Thursday, June 14, 2012

Euro Crisis Will Help Germany Balance Its Budget

June 14, 2012

Low interest rates on German bonds are translating into billions in savings. Now economists have calculated that the country should be able to balance its budget by next year -- something that is likely to increase criticism of Germany's crisis management. Meanwhile, Chancellor Merkel has warned that Germany could be "overwhelmed" by efforts to solve the crisis.

The European sovereign debt crisis has plenty of losers, but arguably one clear winner: Germany. Demand for German bonds, seen as the safest haven in the euro zone, has pushed Berlin's borrowing costs so low that some investors are effectively paying Germany for the privilege of lending it money.

Now German economists have calculated that Germany could reach its cherished goal of a balanced budget by as early as next year, as a result of its bargain borrowing costs -- provided, that is, the euro crisis doesn't escalate.

According to calculations conducted for the Financial Times Deutschland by the private research company Kiel Economics, a spin-off of the respected Kiel Institute for the World Economy (IfW), Germany will save a total of around €15 billion ($19 billion) in 2011 and 2012 as a result of low interest rates on government bonds.
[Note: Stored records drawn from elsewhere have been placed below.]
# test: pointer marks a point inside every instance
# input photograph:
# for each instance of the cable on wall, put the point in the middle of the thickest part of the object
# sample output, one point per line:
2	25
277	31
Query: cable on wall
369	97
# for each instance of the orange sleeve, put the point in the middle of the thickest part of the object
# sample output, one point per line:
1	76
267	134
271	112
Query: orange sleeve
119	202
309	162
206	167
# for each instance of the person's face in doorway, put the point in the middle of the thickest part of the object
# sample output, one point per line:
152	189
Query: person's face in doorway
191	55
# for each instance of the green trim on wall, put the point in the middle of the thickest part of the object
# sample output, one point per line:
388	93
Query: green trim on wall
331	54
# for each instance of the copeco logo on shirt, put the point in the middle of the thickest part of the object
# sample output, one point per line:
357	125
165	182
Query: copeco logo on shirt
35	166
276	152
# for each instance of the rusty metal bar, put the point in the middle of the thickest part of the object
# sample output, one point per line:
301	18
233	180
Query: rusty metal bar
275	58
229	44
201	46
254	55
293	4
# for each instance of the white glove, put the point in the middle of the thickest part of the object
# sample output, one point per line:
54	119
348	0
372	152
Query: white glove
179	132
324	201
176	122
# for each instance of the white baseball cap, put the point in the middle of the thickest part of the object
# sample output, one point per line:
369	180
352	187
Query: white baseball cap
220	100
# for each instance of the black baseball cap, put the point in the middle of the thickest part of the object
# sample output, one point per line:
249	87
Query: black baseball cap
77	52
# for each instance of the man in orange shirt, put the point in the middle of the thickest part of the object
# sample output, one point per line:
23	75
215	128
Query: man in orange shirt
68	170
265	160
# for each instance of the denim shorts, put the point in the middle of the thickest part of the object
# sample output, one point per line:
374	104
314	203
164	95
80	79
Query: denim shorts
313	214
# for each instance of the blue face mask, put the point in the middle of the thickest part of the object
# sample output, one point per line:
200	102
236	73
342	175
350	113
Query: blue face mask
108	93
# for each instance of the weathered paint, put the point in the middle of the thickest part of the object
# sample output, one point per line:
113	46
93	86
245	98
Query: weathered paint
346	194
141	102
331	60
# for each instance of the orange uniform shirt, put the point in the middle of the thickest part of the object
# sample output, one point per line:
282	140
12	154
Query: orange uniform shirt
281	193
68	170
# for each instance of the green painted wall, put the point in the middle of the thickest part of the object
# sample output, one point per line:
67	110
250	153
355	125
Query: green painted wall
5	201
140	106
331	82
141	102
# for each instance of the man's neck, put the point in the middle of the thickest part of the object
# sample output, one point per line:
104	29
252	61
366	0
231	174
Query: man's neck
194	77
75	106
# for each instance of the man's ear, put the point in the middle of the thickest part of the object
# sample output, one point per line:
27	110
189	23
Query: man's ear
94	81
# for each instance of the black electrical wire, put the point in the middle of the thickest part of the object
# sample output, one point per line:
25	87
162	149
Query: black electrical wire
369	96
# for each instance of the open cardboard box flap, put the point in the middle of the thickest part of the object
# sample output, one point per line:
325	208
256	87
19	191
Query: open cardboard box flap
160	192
Berlin will save at least €10 billion in 2012 alone, the economists calculate. "We are expecting a balanced budget in 2013," the IfW's Jens Boysen-Hogrefe told the Thursday edition of the newspaper.

The economic research institute RWI also foresees a balanced budget for Germany in 2013 in its latest economic report, published Wednesday. That prediction, however, is based on the assumption that the euro crisis does not escalate, which could leave Germany with costly liabilities -- for example, in the event that Greece leaves the euro zone.

Investor demand for German government bonds, perceived as a safe haven amid the burgeoning euro crisis, has pushed yields down to record lows. At an auction on Wednesday, Berlin issued 10-year bonds with an interest rate of just 1.52 percent. When adjusted for inflation, currently at 1.9 percent, the rate means that investors will actually lose money on their investment. In effect, they are paying Germany to keep their money safe.

The figures are likely to provide critics of Germany with more ammunition. Already many economists and politicians outside the country are calling on Berlin to do more to solve the debt crisis. The perception that Germany is benefiting financially from the crisis while imposing strict austerity measures on countries in southern Europe is unlikely to win many friends for Chancellor Angela Merkel, who is already highly unpopular in countries such as Greece.